Prior to drilling - misaligned attempt to drill out screw is clearly visible!


After drilling - operation didn't quite clear out all of the remaining screw

Next step is to tap the holes for the Helicoil inserts using the tap provided for the M6 inserts.


Tapping holes for inserts.  During...


...and after

Next stage is to insert the Helicoil.  The inserts have a small tang on the bottom of them which is inserted into the slot on the appropriate sized insertion tool.  This is then used to twist the insert into the threaded hole until the insert is approximately half a turn below the surface.  Care needs to be taken to allow the insert to thread itself into the hole without applying too much downward pressure.  My first attempt unwound the bottom of the insert... Fortunately, it was not too far into the hole and I managed to extract it without too much excitement.
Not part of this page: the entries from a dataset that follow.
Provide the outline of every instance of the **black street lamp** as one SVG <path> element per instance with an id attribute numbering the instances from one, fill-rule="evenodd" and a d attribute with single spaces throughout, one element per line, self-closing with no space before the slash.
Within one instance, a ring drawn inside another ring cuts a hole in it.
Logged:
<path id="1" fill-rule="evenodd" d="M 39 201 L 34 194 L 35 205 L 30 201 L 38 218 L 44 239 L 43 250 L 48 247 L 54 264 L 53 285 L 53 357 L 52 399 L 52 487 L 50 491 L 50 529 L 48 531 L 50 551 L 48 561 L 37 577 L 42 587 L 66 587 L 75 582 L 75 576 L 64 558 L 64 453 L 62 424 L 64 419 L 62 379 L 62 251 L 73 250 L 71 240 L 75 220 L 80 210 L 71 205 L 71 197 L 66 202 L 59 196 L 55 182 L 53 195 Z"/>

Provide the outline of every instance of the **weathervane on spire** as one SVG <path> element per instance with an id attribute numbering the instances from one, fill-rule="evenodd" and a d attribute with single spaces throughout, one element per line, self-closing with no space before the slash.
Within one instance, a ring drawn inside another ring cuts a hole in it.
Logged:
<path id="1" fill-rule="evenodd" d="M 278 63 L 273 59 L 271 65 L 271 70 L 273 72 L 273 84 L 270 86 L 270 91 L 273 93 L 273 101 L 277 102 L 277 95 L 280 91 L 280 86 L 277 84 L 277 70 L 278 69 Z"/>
M6 threaded insert in place on the insertion tool

The final step is to use the punch supplied with the kit and a sharp tap with a hammer to break the tang off the bottom of the insert.  


One repaired hole!

Replacement screw fits perfectly!

In the end, it was not as traumatic a job as I was expecting it to be (although equally, it was not a simple as I would have hoped...).  Both holes are now repaired albeit both are slightly off from where they were originally.  Hopefully, the brake backing plate will still line up - if worst comes to worst I may have to slightly oversize the holes in the backing plate.

Right, time for a cup of tea to celebrate.